Personal information
- Full name: Diego Gutiérrez Chinea
- Date of birth: 3 September 2000 (age 26)
- Place of birth: Adeje, Spain
- Height: 1.71 m (5 ft 7 in)
- Position: Midfielder

Team information
- Current team: Fratria
- Number: 76

Youth career
- Marino
- 2018–2019: Albacete

Senior career*
- Years: Team / Apps / (Gls)
- 2017–2018: Marino / ? / (1)
- 2019–2020: Marino / 25 / (1)
- 2020–2021: Las Palmas C / 5 / (0)
- 2020–2023: Las Palmas B / 58 / (2)
- 2020–2023: Las Palmas / 2 / (0)
- 2023–2024: San Roque de Lepe / 33 / (1)
- 2024–2025: Atlético Paso / 31 / (0)
- 2025–2026: Cacereño / 24 / (1)
- 2026–: Fratria / 8 / (1)

= Diego Gutiérrez (footballer, born 2000) =

Spanish footballer

Diego Gutiérrez Chinea (born 3 September 2000) is a Spanish professional footballer who plays as a central midfielder for Bulgarian Second League club Fratria.

==Club career==
Gutiérrez was born in Adeje, Santa Cruz de Tenerife, Canary Islands, and made his senior debut with Tercera División side CD Marino during the 2017–18 campaign. On 25 July 2018, he joined Albacete Balompié and returned to the youth setup.

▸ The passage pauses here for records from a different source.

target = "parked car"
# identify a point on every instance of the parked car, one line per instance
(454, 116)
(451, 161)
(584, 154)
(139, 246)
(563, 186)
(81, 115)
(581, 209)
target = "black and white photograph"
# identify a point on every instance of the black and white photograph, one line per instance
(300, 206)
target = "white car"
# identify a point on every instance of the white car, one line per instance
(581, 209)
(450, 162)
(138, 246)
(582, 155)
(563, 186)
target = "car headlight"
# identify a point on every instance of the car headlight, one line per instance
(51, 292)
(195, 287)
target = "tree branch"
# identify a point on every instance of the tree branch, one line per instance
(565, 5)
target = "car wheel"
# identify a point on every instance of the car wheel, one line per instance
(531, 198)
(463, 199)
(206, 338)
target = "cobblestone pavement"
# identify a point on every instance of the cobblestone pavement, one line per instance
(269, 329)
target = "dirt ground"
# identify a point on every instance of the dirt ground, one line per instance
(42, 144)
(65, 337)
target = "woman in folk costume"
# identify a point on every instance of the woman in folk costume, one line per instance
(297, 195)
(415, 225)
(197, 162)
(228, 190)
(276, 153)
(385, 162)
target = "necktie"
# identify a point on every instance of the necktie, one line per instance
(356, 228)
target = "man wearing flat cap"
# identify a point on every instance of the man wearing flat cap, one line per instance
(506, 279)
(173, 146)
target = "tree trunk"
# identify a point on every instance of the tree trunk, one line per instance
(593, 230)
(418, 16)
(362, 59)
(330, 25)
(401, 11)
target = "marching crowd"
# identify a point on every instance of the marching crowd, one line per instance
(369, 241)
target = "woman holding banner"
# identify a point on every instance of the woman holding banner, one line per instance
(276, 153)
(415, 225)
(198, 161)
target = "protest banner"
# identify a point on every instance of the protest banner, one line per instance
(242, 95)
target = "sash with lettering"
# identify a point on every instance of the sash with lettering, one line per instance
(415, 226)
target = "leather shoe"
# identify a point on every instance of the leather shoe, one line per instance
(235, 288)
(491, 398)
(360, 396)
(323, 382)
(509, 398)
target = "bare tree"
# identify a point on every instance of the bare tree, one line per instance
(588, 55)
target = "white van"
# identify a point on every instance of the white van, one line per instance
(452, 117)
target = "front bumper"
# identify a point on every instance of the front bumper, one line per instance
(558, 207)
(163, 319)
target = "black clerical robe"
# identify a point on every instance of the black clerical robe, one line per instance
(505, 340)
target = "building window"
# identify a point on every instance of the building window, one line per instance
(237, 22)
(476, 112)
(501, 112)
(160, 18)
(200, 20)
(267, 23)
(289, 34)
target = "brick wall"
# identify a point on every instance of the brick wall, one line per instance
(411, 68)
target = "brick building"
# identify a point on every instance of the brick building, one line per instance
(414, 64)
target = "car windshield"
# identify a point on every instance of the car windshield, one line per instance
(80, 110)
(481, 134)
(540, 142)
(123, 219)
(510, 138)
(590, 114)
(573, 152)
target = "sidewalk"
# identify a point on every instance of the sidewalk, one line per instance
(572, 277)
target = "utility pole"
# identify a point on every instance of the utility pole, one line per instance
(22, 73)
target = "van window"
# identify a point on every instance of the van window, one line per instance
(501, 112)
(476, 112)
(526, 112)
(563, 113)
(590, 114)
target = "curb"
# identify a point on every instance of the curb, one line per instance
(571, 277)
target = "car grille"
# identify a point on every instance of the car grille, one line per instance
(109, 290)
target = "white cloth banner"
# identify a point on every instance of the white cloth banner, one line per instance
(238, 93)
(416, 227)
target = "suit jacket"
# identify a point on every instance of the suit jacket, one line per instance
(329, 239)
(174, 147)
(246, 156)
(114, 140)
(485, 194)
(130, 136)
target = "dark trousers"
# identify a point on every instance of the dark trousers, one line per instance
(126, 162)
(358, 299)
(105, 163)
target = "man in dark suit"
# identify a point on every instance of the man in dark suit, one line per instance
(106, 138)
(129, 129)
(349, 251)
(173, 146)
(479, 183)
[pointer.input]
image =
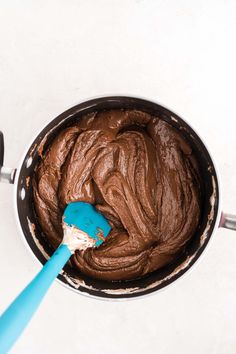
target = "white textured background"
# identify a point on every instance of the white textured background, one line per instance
(181, 53)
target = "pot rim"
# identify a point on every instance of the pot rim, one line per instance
(136, 296)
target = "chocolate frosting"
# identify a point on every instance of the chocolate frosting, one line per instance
(140, 173)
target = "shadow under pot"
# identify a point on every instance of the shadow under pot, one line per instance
(211, 215)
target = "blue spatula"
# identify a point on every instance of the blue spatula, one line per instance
(83, 227)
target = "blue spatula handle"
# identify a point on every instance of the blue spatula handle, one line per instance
(18, 314)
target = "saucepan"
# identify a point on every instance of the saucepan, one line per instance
(211, 218)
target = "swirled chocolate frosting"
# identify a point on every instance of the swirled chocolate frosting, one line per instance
(140, 173)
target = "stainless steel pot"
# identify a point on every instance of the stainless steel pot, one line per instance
(211, 217)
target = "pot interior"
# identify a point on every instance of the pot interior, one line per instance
(122, 289)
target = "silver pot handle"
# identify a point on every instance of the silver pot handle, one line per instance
(7, 174)
(228, 221)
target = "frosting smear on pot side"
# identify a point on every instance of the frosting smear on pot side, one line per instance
(140, 173)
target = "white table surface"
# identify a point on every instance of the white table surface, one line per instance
(54, 54)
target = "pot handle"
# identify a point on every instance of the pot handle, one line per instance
(228, 221)
(7, 174)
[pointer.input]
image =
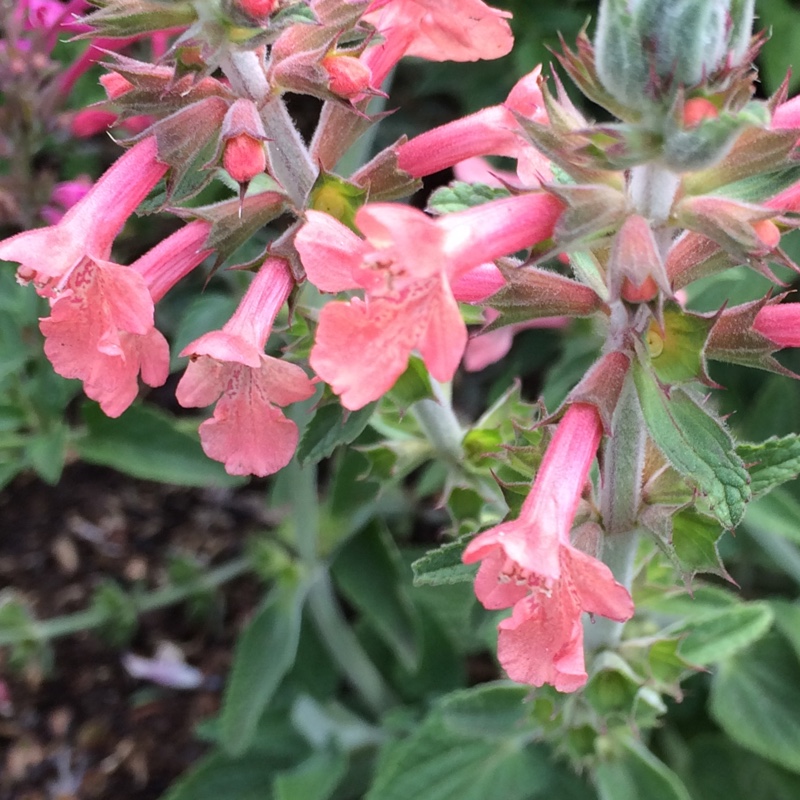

On 30 August 2019, Martínez returned to Marino, and immediately became a regular starter for the club. On 5 October 2020, he signed for UD Las Palmas, being initially assigned to the C-team also in the fourth division.

Martínez made his first team debut for Las Palmas on 17 December 2020, coming on as a second-half substitute for Kirian Rodríguez in a 4–0 away win against CD Varea, for the season's Copa del Rey. His Segunda División debut occurred the following 20 May, as he replaced fellow youth graduate Fabio González in a 0–1 away loss against Sporting Gijón.

On 30 June 2026 he was announced as the newest signing of Bulgarian club Fratria, marking his first team outside Spain.